Au dire de certains de ses collègues, Nathalie Griesbeck assure une présence minimum au Parlement Européen. Normal, elle ne pense qu'à la mairie de Metz, où elle ira quoiqu'il arrive. Le parlement européen est devenu une aubaine. Pour une présence discrète, on y reçoit une rémunération qui fait pâlir d'envie tous les élus de la République. A 10 000 euros mensuels en tenant compte des indemnités forfaitaires, cela donne de l'oxygène pour initier d'autres combats politiques. Du reste, Nathalie Griesbeck vient d'ouvrir une permanence rue de la Paix à Metz. Merci, les contribuables européens ! A certains, elle assure que Jean-Marie Pelt présidera son comité de soutien. Elle a mis en place un petit groupe d'opposition au sein du conseil municipal, sous la houlette de Thierry Jean. Et enfin elle a trouvé en la personne de Denis Schaming, directeur-général adjoint du conseil général de Moselle, l'animateur de ses réseaux messins, en particulier au sein de la bourgeoisie et des milieux catholiques.
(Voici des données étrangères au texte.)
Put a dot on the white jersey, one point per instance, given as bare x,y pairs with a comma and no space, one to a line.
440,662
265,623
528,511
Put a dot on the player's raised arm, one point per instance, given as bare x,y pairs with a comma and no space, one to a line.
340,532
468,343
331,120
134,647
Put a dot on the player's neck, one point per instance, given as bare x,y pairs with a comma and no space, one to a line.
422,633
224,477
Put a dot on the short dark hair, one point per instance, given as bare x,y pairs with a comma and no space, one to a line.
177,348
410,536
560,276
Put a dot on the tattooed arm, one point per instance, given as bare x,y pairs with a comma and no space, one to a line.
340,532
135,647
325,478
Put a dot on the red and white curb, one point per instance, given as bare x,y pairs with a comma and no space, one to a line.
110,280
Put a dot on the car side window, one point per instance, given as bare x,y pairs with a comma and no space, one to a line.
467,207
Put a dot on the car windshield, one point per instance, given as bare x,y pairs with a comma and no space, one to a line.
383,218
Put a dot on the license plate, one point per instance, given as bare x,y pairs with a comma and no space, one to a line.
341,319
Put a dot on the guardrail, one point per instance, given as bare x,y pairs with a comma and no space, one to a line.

Bref, l'ancienne adjointe de Jean-Marie Rausch, qui ne supporte plus son ancien mentor et ne s'en cache pas, se voit calife à la place du calife. Et dispose d'un capital électoral intéressant fruit de 20 ans de terrain. Deux problèmes cependant. Tout d'abord, son électorat est le même que celui du maire. Ensuite, elle ne suscite pas l'enthousiasme. Ainsi, aux élections européennes, ses réunions publiques se tenaient devant des salles presque vides. En résumé, ce n'est pas gagné.

J-P Masseret à l'UMP ?

Jean-Pierre Masseret n'en finit pas de surprendre. Président d'une région triplement frontalière, il vote “non“ au projet constitutionnel européen. Se présentant en Lorraine comme un socialiste modéré, voire comme un centriste, il appelle dans les journaux à un durcissement radical de la gauche, tendance Emmanuelli. Se prétendant garant d'une rigoureuse gestion financière à la Région, il augmente la ponction fiscale sur les Lorrains. Rassurant ses amis Bertinotti et Gros sur son non intérêt pour la mairie de Metz, il organise discrètement des groupes de travail pour préparer les municipales de 2008. Et maintenant, le voilà distingué par Jacques Chirac en personne qui le nomme membre du conseil de surveillance de l'Agence pour l'Innovation Industrielle présidée par le patron de Saint-Gobain, Jean-Louis Beffa. On connaissait le penchant du président de la République pour les socialistes et leurs idées, mais de là à préférer Jean-Pierre Masseret à Philippe Leroy, nul ne songeait l'imaginer. Le "Monsieur Bons Offices" a été en la matière l'éternel président du conseil général des Vosges et président du Sénat, Christian Poncelet, trop content, par le geste en faveur de son ami Jean-Pierre, de soigner les mannes financières de la Région pour son département, mais également d'embêter ses compères de l'UMP Leroy et Longuet ! Qui sait, Jean-Pierre Masseret va peut-être nous surprendre encore une fois en se présentant à la présidence de l'UMP Moselle, en remplacement de Denis Jacquat ?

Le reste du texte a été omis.